With all the rumors that print media consumption is declining, you wouldn’t be alone if you thought that press releases were a thing of the past.

But while the way people consume media has evolved, the good, old-fashioned press release hasn’t—and it can be an invaluable tool for marketing your own real estate business.

What is a Press Release? 

In the news industry, a press release is a newsworthy story that highlights a particular event, activity or other “big deal.”

The target audience? Journalists and editors.

A press release goes to editors and the journalists who cover the type of news you’re sending them.

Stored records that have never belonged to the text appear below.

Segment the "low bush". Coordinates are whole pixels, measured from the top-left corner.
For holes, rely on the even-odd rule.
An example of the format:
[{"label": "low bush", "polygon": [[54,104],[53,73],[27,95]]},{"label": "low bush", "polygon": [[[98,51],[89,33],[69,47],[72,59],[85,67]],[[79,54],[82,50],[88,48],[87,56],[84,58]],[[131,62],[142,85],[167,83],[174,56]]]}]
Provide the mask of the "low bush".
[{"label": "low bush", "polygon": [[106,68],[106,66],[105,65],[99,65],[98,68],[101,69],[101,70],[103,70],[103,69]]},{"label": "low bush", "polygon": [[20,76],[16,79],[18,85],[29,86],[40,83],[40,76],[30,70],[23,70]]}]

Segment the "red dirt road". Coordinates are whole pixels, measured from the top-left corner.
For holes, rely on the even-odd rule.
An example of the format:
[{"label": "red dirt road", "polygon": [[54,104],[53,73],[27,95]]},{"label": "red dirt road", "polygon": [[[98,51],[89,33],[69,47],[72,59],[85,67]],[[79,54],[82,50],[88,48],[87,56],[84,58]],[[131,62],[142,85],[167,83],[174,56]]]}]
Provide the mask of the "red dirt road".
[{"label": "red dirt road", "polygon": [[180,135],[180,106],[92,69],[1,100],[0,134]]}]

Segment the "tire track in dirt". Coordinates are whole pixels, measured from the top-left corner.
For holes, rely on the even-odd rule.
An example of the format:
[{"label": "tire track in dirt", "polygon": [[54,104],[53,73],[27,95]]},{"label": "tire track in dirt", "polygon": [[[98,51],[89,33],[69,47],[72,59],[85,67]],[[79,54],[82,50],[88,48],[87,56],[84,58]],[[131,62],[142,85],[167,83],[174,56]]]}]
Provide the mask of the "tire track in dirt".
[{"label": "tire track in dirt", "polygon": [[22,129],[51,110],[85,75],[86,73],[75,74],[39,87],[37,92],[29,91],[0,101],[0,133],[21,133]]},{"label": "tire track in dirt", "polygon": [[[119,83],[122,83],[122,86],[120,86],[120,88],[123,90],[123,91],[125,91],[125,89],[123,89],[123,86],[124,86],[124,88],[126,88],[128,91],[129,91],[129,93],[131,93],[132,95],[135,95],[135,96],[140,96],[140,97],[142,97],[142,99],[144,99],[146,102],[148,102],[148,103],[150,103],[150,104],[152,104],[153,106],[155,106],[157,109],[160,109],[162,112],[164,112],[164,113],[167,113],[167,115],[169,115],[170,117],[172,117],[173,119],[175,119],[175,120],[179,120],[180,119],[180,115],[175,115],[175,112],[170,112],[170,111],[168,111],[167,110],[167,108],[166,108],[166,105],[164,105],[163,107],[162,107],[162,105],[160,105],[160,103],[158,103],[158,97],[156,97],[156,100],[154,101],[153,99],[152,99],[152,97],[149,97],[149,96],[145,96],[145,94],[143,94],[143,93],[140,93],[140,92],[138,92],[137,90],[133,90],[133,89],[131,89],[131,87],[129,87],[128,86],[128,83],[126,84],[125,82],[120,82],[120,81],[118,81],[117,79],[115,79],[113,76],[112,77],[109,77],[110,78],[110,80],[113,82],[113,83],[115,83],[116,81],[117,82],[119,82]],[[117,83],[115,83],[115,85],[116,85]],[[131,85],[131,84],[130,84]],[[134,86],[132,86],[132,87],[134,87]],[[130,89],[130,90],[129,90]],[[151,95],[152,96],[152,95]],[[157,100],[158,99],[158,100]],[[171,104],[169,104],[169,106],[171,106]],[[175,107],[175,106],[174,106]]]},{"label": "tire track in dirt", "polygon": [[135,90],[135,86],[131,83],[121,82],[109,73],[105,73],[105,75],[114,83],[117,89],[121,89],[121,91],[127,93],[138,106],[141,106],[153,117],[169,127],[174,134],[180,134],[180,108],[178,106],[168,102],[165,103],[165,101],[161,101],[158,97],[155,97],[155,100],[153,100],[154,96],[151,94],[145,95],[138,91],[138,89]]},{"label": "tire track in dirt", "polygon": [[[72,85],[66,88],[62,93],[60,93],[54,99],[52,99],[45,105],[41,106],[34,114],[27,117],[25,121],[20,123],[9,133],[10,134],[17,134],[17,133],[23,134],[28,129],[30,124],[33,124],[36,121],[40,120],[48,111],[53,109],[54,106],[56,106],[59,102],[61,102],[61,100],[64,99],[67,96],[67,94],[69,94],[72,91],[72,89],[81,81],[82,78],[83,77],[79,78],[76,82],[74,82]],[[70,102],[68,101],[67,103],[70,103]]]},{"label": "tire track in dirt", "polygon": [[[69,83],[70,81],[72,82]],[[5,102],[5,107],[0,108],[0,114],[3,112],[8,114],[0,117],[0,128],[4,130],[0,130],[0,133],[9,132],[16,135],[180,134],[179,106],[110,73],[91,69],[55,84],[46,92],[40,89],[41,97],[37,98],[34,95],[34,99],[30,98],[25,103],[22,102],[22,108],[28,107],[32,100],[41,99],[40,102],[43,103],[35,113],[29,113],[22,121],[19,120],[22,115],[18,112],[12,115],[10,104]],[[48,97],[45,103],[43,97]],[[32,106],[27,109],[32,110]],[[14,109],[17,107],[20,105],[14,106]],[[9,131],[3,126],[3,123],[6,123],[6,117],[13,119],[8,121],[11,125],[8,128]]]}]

Hot Topics for Realtors’® Press Releases 

Every open house you hold isn’t necessarily newsworthy (unless it’s a historic, multi-million-dollar home), but there are plenty of things that many Realtors do that do justify a press release, such as:

  • Participating in a charity walk, run or bike ride
  • Winning an award or earning recognition as a Realtor
  • Publication of an eBook about the process of buying (or the process of selling, how to stage a home, or anything else your potential clients will find valuable)
  • Holding events, such as free homebuyer seminars
  • News about market trends and activity is always a great way to go, too; you’re the subject-matter expert, so people will listen when you have something to say. That’s true from observations you’ve made to trends you’re watching unfold in your market.
PR for Realtors - What's a Press Release and Why Should You Write One

The 5 Ws (and H) of a Successful Press Release 

Your press release doesn’t have to be perfect; after all, the idea behind it is to get journalists and editors interested in what you’re talking about so they’ll cover the story in their publication.

With that said, every press release needs the 5 Ws (and H):

  • Who: Who is the press release about? You? Your team?
  • What: What about this is newsworthy?
  • Where: Where will (or did) the event take place?
  • When: When will (or did) the event take place?
  • Why: Why did you, your team or whomever else participate or play a role in the event?
  • How: How did the event unfold? How did it end? What was the newsworthy result?

You can include a timeline of events, a flyer, or any other supporting information that the reporter or editor will need when he or she is judging the merits of covering your story.

The best way to help a journalist when you’re submitting a press release is to include the names and contact information of sources—people who are willing to be quoted should the publication choose to run your story. You can even get quotes yourself (just remember to include your sources’ contact information so the reporter who covers it can do his or her due diligence).

What Should You Do With a Press Release? 

One of the reasons press releases are so successful for Realtors is that newspapers and other periodicals have print and online editions. In online editions, news outlets are likely to include a link back to your website, which boosts it in the SERPS, or search engine results pages.

So where should you send your press release?

You’ll have to look in your target publication’s masthead. The masthead is where you’ll find all the editors’ names, and in a typical newspaper, it’s on the Editorial page. You’ll find the publisher, the editor-in-chief, and section editors’ names listed there.

In an online publication, you’ll find it under a “Staff Directory” or “Contact” page. For example, The Tennessean has a Staff Directory page where you can find the email addresses and telephone numbers of the editors and reporters who work on the paper.

Choose the editor of the section where your story is the best fit… and that doesn’t necessarily mean the “Real Estate” section, either. If you’re volunteering to sponsor a kids’ sports team, for example, you’ll contact the local sports editor with your story.

Simply call the editor whose section “fits” your story, but remember, editors and journalists only have a few minutes to decide whether a story is newsworthy or not.

Don’t email your story without talking to the editor first; it’ll go straight into the email trash bin.

Typically, it’s best to get straight to the point; tell the editor what your press release is about, why the paper’s readers will want to read it, and ask if it’s okay to send it. You’ll usually get the green light, so send it immediately and follow up the next day.

If the editor needs more information, he or she will reach out to you.

A Word on Paid Press Release Sites 

Don’t spend your money submitting press releases to paid press release sites unless what you have will garner national attention. If you do, stick to a reputable company such as PRWeb or PR Newswire. They’re costly, and they have strict editorial guidelines (in this case, your press release does need to be perfect or the company won’t accept it).

Don’t submit to press release websites hoping to get a backlink to your website, either—Google stopped that from benefiting website owners years ago.